Interactions and overlaps among the three pathways described in Figure 1. AM = adrenomedullin, α-MSH = α-melanocyte stimulating hormone, CCK = cholecystokinin, CGRP = calcitonin gene-related peptide, GLP = glucagon-like peptide, ILC3 = type 3 innate lymphoid cells, NPY = neuropeptide Y, PYY = peptide YY, SP = substance P, Treg = regulatory T cells, VIP = vasoactive intestinal peptide, Mφ = macrophage, DCs = dendritic cells, IBD = inflammatory bowel disease.

In addition to immune mediators, gut neuropeptides originated from enteric neurons and enteroendocrine cells can serve as a mediator between GMB and host (Figure 2). Common gut neuropeptides include substance P, neuropeptide Y, α-melanocyte stimulating hormone, vasoactive intestinal peptide, calcitonin gene-related peptide and adrenomedullin, and they are likely to play important roles in the bidirectional gut-brain communication. The function of gut neuropeptide-releasing enteroendocrine cells is directly influenced by metabolites (e.g., SCFAs) generated by GMB from indigestible fiber, and gut neuropeptides may control the impact of GMB on inflammatory processes, pain, brain function and behavior. The effects of gut neuropeptides on GMB can be direct or indirect when the stimuli are sensed. Gut neuropeptides can cross the epithelial barrier and exert antimicrobial activity in the gut lumen by different mechanisms (direct) or induce immune responses (innate or adaptive), and subsequently result in microbial imbalance (indirect) (Aresti Sanz & El Aidy, 2019).

In the CNS, the microglia are the innate sentinel immune cells that can detect subtle changes in molecules in their locality. The proper functioning of microglia in brain regions (e.g., the hypothalamus) is critical for maintaining brain health and regulating metabolism (Figure 2). When activated, they perform functions such as removing damaged cells at a site of injury. A critical role for GMB in microglia maturation, morphology and immunological function has been shown (Erny et al., 2015), and a healthy and diverse GMB is essential for the continuous preservation of healthy microglia and proper brain function throughout host lifespans. Furthermore, it has also become clear that microglia have a crucial role in synaptic connectivity. By engulfing and degrading unwanted synapses, microglia can ensure that neuronal connections are pruned or maintained as needed, which have been shown to be critical for fear extinction (Chu et al., 2019).
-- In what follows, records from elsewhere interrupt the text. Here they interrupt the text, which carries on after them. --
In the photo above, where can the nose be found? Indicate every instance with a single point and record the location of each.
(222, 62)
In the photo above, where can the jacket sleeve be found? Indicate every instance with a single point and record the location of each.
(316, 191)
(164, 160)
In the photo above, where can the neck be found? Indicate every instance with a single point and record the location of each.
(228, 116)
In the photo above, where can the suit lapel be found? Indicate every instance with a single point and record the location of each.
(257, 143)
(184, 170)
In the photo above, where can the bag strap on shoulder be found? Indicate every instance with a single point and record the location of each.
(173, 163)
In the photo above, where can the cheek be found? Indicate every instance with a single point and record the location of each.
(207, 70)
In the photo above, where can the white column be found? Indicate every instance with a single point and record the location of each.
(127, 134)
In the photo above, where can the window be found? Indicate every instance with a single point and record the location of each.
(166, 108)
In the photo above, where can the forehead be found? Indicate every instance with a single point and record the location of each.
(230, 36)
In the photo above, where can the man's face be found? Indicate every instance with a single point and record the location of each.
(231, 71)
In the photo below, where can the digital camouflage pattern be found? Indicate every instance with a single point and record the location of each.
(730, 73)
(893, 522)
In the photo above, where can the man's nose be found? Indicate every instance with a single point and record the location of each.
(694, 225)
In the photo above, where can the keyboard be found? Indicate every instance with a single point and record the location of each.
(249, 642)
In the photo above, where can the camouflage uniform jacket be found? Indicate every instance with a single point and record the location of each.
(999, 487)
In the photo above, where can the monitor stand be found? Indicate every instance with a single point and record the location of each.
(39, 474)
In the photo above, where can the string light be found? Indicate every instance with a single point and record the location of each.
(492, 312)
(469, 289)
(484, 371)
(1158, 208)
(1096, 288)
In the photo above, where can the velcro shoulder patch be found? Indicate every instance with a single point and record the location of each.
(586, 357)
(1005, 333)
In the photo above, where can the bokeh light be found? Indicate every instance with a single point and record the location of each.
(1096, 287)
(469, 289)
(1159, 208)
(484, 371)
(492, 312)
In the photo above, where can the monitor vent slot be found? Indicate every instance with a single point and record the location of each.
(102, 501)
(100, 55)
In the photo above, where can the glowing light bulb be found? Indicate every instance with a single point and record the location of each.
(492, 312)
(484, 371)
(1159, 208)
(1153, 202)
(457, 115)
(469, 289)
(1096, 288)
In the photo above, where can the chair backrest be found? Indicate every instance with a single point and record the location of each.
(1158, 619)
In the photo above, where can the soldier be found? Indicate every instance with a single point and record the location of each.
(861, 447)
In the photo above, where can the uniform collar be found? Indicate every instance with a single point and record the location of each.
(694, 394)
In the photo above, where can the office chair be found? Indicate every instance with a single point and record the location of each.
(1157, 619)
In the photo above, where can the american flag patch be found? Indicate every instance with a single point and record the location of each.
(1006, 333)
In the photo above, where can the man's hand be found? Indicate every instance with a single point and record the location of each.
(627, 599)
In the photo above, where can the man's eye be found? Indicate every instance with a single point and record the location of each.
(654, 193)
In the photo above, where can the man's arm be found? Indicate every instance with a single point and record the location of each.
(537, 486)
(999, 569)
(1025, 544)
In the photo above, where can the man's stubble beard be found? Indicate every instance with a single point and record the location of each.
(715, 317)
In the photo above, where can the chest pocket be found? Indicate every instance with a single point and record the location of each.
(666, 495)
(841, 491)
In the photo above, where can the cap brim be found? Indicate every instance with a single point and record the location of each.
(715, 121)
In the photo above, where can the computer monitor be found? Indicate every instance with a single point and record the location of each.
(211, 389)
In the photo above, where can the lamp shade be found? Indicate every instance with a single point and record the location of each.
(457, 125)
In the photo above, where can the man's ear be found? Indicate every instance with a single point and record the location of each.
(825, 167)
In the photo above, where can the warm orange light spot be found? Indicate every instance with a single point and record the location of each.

In addition, there exist a neuroimmune circuit involving microglia activation and an altered sympathetic neural tone to the peripheral immune system to recruit inflammatory monocytes to the brain (Wohleb, Mckim, Sheridan, & Godbout, 2015). Taken together, GMB closely interact with the body’s major neuroendocrine and neuroimmune systems that control various physiological processes in response to stress, metabolic dysfunction and infections (Figure 2).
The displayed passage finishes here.